Defendant relies on Kurilla v. Roth, 132 N.J.L. 213 (Sup. Ct. 1944), and Eckman v. Grear, 14 N.J. Misc. 807, 187 A. 556 (C.P. 1936). Kurilla is the leading case on the subject. Justice Heher there said: "One's 'usual place of abode,' in the statutory view, is the place where one is 'actually living' at the time when the service is made." The court held that while defendant was away in military service his mother's home was not his usual place of abode, even though he had left some of his possessions there and intended to return to live there. In Mygatt v. Coe, 63 N.J.L. 510 (Sup. Ct. 1899), Chief Justice Gummere held that one who had two homes could not be served at one of them while he was living at the other. Accord: Feighan v. Sobers, 84 N.J.L. 575 (Sup. Ct. 1913), affirmed 86 N.J.L. 356 (E. & A. 1914); Sweeney v. Miner, 88 N.J.L. 361 (E. & A. 1915).

R.R. 4:4-4 (a) allows service at defendant's "dwelling house or usual place of abode." The same provisions were present in the statute construed in the Feighan and Mygatt cases, (supra). Defendant's dwelling house as well as his usual place of abode is the place where defendant lives at the time when service is made. The rule has been construed to have the same meaning as the predecessor statutes. Dion v. Gicking, 43 N.J. Super. 507 (App. Div. 1957).

Plaintiff argues that although cases dealing with men in service have disallowed service at the parental home, the opposite result has been reached in the case of students at universities, and the latter rule should be applied here. It is true that the cited student cases have resulted in the sustaining of service. However, the distinction is not between absence at school and absence on military service. The distinction is between one who, while attending a university as a resident student, returns often to his parents' home on

[94 NJSuper Page 147]

weekends, holidays and vacations, and a person removed from his home as in the case of one overseas. Justice Heher pointed out in Kurilla that one in military service might be living at home and in that case might be served there. The likelihood of prompt notice of the suit to defendant is the basis for permitting the substituted service.

I find that the Summit, New Jersey, residence of his parents was not defendant's dwelling house or usual place of abode at the time of the service of process. The service will therefore be vacated.

The motion to dismiss the complaint is based upon the doctrine of forum non conveniens.

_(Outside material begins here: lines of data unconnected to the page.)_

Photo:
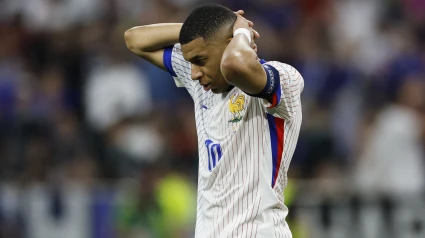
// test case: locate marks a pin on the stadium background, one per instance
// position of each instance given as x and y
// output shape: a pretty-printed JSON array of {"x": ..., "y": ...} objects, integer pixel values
[{"x": 97, "y": 143}]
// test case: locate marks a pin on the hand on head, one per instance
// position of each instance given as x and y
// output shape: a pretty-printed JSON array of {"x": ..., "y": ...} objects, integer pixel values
[{"x": 242, "y": 22}]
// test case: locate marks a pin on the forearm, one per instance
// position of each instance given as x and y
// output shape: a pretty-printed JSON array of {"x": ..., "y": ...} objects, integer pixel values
[{"x": 150, "y": 38}]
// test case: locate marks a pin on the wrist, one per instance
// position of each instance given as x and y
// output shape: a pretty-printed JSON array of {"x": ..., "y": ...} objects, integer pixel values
[{"x": 246, "y": 32}]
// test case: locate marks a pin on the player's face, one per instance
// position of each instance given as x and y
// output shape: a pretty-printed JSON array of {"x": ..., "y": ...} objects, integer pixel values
[{"x": 205, "y": 58}]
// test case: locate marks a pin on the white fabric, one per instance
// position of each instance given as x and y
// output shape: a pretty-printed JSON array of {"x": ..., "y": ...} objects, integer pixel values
[{"x": 235, "y": 198}]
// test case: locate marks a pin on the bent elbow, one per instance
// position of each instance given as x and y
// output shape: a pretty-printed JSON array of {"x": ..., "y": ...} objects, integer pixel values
[{"x": 128, "y": 36}]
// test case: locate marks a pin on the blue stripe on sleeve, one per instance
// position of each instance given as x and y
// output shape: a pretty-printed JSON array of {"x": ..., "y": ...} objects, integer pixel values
[{"x": 167, "y": 60}]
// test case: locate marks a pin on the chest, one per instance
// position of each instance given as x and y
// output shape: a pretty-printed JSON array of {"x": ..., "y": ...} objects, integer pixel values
[{"x": 220, "y": 116}]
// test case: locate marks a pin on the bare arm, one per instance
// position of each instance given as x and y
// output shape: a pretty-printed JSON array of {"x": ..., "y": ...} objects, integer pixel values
[
  {"x": 240, "y": 65},
  {"x": 149, "y": 41}
]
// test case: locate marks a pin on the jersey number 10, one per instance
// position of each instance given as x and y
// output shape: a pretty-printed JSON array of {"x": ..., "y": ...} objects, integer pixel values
[{"x": 214, "y": 153}]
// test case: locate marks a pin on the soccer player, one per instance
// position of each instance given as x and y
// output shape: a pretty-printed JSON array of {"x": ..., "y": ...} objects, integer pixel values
[{"x": 248, "y": 117}]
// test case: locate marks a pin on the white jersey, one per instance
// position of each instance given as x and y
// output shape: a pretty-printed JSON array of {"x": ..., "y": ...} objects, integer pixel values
[{"x": 245, "y": 147}]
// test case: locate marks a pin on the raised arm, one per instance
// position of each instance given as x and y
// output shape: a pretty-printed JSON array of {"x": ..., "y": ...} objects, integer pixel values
[
  {"x": 239, "y": 64},
  {"x": 149, "y": 41}
]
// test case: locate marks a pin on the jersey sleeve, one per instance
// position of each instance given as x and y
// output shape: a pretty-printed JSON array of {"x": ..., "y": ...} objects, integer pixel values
[
  {"x": 178, "y": 67},
  {"x": 286, "y": 100}
]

It is contended that since plaintiff lives in Maryland and the cause of action alleged arose in West Germany and none of the witnesses are in New Jersey, the New Jersey courts should not entertain the action.

The doctrine is one of comparatively rare application. A rather strong showing is required before plaintiff may be deprived of her choice of forum. The availability of another forum more convenient must be made to appear.

In this case the facts upon which application of the doctrine would depend have not been established by proof. For instance, the location of witnesses is argued but unproved.

Plaintiff may be able to obtain a writ of attachment in this case against property of the defendant. Cf. In re Gardinier's Estate, 40 N.J. 261 (1963). In that event jurisdiction quasi in rem may be obtained. In the alternative, defendant may within a reasonable time return to New Jersey and be served with process. Plaintiff should not be deprived of this opportunity to pursue her cause of action.

The motion to dismiss the complaint is denied. Neither party will be allowed costs.